A cardinal view of 21st century society, one that politicians, pundits and the public accept without question is that economic growth can continue indefinitely and that global civilization can be sustained by renewable forms of energy.
This view is as deeply ingrained as the belief, held by an estimated eighty percent of the human population, is that homo sapiens is the only species, of the millions that have existed, whose members don’t die, by virtue of having an immortal soul. Although we take pride in our technological inventiveness, our powers of reason and our emotional imagination, the outlook of most people in regard to issues affecting our wellbeing and that of the biosphere is determined by such magical thinking as the idea of infinite economic growth.
Magical thinkers believe there is a crock of gold at the end of the rainbow. A local example is the belief of MP MLA Sammy Wilson that fracking for gas in County Fermanagh will “provide the energy security we badly need.” (Belfast Telegraph, 22 March 2013)
National economic policy, that is fixated on growth, does not consider the immediate and long-term negative effect economic growth has on the quality of peoples’ lives through the destruction of landscape, the loss of biodiversity, the pollution of water, the loss of sustainable means of livelihood such as farming and tourism over which locals have a large measure of control, as well as the stress and ill-health caused by the urbanization of the countryside with the possible loss of historic and sacred sites. Magical economic thinking, or neoliberalism, is the only economic system its plaudits claim can, in spite of periodic recessions, realise heaven on earth.
The wonder is that in spite of the transformation of the planet in the effort to achieve year by year economic growth heaven on earth has not been achieved. Rather, as the UN reports “the earth is in the midst of the mass extinction of life” with between 150 - 200 species becoming extinct every day. (The Guardian, 10.08.2010) Billions live in dire poverty and tens of millions of unemployed in the rich world can’t make ends meet. In Northern Ireland, for instance, 35% of households are in negative equity. (The Belfast Telegraph, 24.03.2013) The world faces social, environmental and political meltdown through the accelerating warming of the planet brought about by the quest for more stuff’, much of which ends up as pollution, such as the plastics trapped in the Great Pacific Garbage Patch, (National Geographic) or placed in landfill sites.

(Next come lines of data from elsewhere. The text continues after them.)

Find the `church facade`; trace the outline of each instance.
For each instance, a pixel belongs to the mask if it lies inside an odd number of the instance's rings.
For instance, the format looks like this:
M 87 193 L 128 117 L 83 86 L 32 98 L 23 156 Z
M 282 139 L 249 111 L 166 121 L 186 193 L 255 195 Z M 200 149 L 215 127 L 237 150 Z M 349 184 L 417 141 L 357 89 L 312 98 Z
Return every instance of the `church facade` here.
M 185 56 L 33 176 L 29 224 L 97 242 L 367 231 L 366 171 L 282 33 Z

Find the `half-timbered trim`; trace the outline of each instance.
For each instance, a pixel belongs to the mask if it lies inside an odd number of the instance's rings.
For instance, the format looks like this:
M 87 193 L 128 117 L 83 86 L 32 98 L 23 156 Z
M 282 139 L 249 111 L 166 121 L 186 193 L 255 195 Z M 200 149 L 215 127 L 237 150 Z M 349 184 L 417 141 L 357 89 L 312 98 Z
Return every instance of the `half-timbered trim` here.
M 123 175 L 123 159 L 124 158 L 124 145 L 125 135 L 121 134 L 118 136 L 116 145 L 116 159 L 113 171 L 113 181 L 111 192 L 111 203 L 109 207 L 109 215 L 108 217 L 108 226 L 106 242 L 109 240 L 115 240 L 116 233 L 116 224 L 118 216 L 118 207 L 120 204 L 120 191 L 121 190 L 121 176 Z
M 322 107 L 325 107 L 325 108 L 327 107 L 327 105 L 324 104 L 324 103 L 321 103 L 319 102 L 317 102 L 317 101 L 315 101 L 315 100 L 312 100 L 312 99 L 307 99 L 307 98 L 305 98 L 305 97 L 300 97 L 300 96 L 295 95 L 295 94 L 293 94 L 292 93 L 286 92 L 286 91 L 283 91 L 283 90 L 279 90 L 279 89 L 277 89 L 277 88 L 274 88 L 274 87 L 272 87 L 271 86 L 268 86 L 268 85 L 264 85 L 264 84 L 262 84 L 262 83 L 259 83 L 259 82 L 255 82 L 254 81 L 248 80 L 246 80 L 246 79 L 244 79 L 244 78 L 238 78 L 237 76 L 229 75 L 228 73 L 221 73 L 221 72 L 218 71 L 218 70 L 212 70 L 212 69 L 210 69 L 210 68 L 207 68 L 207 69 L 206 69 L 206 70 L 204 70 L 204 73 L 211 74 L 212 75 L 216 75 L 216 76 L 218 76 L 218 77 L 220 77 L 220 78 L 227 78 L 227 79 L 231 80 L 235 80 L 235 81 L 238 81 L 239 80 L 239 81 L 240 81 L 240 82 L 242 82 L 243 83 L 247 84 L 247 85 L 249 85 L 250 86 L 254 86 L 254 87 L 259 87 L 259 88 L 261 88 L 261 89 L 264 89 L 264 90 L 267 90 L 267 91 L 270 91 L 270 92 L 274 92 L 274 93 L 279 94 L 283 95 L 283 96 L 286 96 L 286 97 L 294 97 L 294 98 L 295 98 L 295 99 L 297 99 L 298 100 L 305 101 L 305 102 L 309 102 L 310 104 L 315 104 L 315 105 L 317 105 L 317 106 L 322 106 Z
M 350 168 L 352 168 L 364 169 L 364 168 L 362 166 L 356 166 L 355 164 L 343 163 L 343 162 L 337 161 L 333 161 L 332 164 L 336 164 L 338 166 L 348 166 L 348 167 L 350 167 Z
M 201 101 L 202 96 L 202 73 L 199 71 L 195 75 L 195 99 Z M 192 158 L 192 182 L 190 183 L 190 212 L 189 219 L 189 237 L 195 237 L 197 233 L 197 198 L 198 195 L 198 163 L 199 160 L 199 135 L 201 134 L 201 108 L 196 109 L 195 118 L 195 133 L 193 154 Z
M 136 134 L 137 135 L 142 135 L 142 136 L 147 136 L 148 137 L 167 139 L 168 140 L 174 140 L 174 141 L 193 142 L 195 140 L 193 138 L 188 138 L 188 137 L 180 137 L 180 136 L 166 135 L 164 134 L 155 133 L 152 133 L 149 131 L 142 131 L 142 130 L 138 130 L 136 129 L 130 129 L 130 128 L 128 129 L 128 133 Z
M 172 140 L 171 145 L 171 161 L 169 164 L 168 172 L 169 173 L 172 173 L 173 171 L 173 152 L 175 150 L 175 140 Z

Thankfully, culture is not static; views and values change in the course of time. Since the end of the Second World War there have been profound changes in social attitudes and behaviour in the rich technologically advanced countries. In the 1950s the idea that a woman’s place is in the home was accepted by most of society. Up until 1975 a woman in the UK could be sacked if she became pregnant. In the 1970s most people would not have been able to fathom the idea of gay marriage and would have considered the idea of female clergy ridiculous. Corporal punishment was the norm in Irish and UK schools until it was outlawed in the late 1980s. Up until 2007 smoking in public places in the UK was tolerated in spite of the known health risks and enormous discomfort to smokers and non-smokers alike. Today, cigarette advertising is banned in 77% of countries in the European region.
The important question of our time is will there be a paradigm shift towards global civilization living in an environmentally sustainable way before the biosphere ceases to function in the way it has done since the end of the last ice age 11,000 years ago? Given most governments’ fixation on economic growth and the building of infrastructure that locks countries into long-term reliance on fossil fuels this is unlikely.